RFR: JDK-8262068: Improve G1 Full GC by skipping compaction for regions with high survival ratio [v8]

Thomas Schatzl tschatzl at openjdk.java.net
Thu Mar 11 15:40:14 UTC 2021


On Wed, 10 Mar 2021 11:53:28 GMT, Hamlin Li <mli at openjdk.org> wrote:

>> Summary
>> -----------
>> 
>> Improve G1 Full GC by skip compaction for regions with high survival ratio.
>> 
>> Backgroud
>> -----------
>> 
>> There are 4 steps in full gc of G1 GC.
>> - mark live objects
>> - prepare forwardee
>> - adjust pointers
>> - compact
>> 
>> When full gc occurs, there may be very high percentage of live bytes in some regions. For these regions, it's not efficient to compact them and better to skip them, as there are little space to save but many objects to copy.
>> 
>> Description
>> -----------
>> 
>> We enhance the full gc implementation for the above situation through following steps:
>> - accumulate live bytes of every hr in mark phase;
>> - add hr's with high percentage of live bytes into a "no moving" set rather the normal compaction set in prepare phase, and fill dummy objects in the places of dead objects in these hr's;
>> - nothing special is done in adjust phase;
>> - just compact the regions in compaction set;
>> 
>> VM options added
>> -----------
>> 
>> - G1SkipCompactionLiveBytesLowerThreshold: The lower threshold of heap region live bytes percent in G1 full GC
>> 
>> Test
>> -----------
>> 
>> - specjbb2015: no regression
>> - dacapo: 3%-11% improvement of full gc pause. Attachment is the dacapo h2 full gc pause.
>> 
>> $ java -Xmx1g -Xms1g -XX:G1SkipCompactionLiveBytesLowerThreshold=98 -XX:ParallelGCThreads=4 -Xlog:gc*=info:file=gc.log -jar dacapo-9.12-bach.jar --iterations 5 --size huge --no-pre-iteration-gc h2
>
> Hamlin Li has updated the pull request incrementally with one additional commit since the last revision:
> 
>   fix bot crash.

The change should support `MarkSweepAlwaysCompactCount` (just adapt the threshold).
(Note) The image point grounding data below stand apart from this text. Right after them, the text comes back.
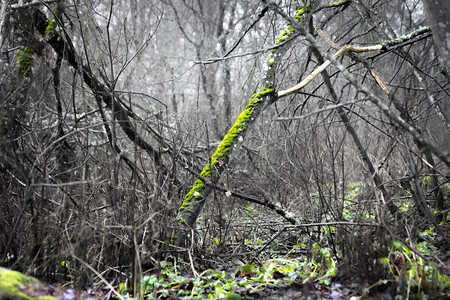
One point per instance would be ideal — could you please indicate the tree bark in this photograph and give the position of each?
(438, 13)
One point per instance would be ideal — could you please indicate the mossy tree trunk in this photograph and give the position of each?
(198, 195)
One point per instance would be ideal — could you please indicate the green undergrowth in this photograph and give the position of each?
(238, 282)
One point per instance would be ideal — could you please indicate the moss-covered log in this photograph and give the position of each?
(196, 198)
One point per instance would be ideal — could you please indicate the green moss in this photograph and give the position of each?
(339, 3)
(301, 12)
(12, 285)
(223, 151)
(51, 28)
(25, 62)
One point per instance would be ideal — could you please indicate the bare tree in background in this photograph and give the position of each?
(110, 112)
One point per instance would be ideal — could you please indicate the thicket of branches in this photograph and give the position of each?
(109, 110)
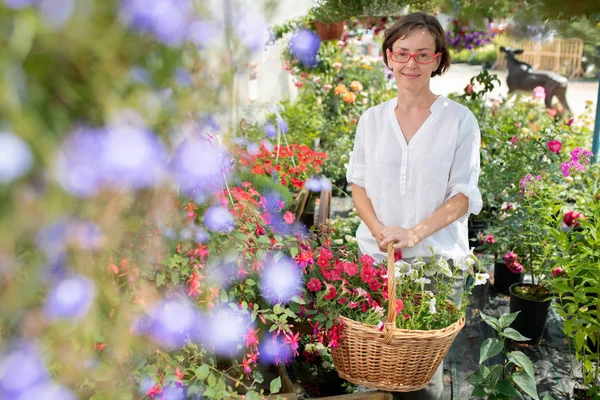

The "last ditch" collection should also fully compact, as well as probably a System.gc() call. I do not know the exact rules for the other collectors right now.

Please update the summary with these (and the earlier mentioned) requirements and approach.

src/hotspot/share/gc/g1/g1FullGCMarker.cpp line 50:

> 48:     // cache size is big enough that not increase pause during marking
> 49:     // by avoiding hit misses as so as possible
> 50:     _mark_region_cache(mark_stats, round_up_power_of_2(G1CollectedHeap::heap()->max_regions())) {

The suggested cache size is way too huge for large heaps (10k's of regions) for no gain. Unless you have good numbers, please use the same size as for the concurrent mark stats cache (fixed 1024).
Feel free to move `G1CMTask::RegionMarkStatsCacheSize` to `G1RegionMarkStatsCache` and make it a public static constant there.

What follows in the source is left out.